I. Introdução
Um policial deve começar pelo paroxismo do acto, o movimento de facadas repetidas e convulsivas: espasmos, o revirar de olhos (imagens de rostos em anonimato), a estimulação dos próprios ogãos (mesmo os sexuais), pagamentos feitos a dinheiro vivo (yuan e dollares). Em silêncio, partimos de um sítio específico, um marco na estrada. Eu não te sigo, nem sei ainda o que sinto (é certo que, como é costume, bebi demais). Mas seguem-se as principais pistas (ou cenário do crime):
Caixas, pedaços de cartão
sobre o asfalto
entre o poste e os
contentores de lixo
contentemo-nos ainda com
um sapato, um prato com
comida para gato
uma rosa pisada e o pedaço
de um rosto
um lábio inferior e um queixo
decepados
sorrindo
no chão
o cão que passa à procura do gato
segue com o lábio na boca
a gente que se junta ignora
a polícia que chega num carro
azul sujo
O bloco de notas diz que o
zombie afinal não é
um criminoso em série
é um mero monstro
de uma ONG. OMG!
Carros, corpos
guiado pela pela lógica de um
golpe fatal
amoroso
criminoso
II. Enredo
A fórmula policial cruza o comentário filosófico, sociológico ou político sobre o estado da nação, glosando sobre a própria globalização.

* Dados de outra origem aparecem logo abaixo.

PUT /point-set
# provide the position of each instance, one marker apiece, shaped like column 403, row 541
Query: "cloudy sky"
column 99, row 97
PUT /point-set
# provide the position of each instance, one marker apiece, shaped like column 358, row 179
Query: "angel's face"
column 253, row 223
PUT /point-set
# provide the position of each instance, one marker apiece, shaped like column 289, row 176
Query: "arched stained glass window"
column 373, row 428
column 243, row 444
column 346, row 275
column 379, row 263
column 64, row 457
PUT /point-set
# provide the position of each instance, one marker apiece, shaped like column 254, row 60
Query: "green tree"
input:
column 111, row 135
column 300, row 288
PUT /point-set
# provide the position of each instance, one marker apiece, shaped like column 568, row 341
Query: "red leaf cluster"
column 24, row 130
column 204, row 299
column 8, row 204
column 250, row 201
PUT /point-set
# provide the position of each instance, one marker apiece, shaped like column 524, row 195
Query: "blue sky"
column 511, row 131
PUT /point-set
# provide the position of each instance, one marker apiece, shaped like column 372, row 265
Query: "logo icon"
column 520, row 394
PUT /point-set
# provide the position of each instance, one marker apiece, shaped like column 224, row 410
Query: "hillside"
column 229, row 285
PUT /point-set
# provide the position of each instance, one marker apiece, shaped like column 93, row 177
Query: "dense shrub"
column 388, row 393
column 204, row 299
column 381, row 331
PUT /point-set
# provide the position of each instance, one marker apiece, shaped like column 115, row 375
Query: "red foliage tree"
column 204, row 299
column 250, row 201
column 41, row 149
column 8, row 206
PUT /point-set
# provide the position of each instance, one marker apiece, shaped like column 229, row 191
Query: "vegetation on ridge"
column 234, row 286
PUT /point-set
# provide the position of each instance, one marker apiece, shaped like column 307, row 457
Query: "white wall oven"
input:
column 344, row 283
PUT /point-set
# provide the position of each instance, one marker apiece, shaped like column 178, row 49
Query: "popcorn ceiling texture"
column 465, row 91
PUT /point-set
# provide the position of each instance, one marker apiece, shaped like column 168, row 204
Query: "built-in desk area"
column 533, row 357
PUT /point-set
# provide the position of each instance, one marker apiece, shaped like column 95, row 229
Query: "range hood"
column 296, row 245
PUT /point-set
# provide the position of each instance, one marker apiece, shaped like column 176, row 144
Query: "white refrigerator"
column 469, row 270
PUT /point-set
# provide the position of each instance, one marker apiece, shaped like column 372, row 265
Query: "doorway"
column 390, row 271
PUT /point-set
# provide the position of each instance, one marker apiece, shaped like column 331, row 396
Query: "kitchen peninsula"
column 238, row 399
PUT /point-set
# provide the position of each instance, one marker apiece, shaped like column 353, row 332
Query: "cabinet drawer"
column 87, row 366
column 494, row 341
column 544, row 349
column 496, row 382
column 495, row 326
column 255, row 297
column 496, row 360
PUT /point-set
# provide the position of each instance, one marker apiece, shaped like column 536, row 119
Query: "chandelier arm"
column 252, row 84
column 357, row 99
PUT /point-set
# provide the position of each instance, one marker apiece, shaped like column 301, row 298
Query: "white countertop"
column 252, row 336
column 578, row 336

Aqui se faz e desfaz o problema: o vilão é inocente, a pegada é de outro, a pista é falsa, a credulidade não é mais que outro tipo de crime. É no meio que nos afeiçoamos aos nosso próprios erros e nos apaixonamos. Foi aqui que te menti várias vezes e nos amámos em lugares comuns. Não há nada mais comum que o meio da estrada, onde tudo acontece. O sangue escorre e o estômago dobra-se sob o coração.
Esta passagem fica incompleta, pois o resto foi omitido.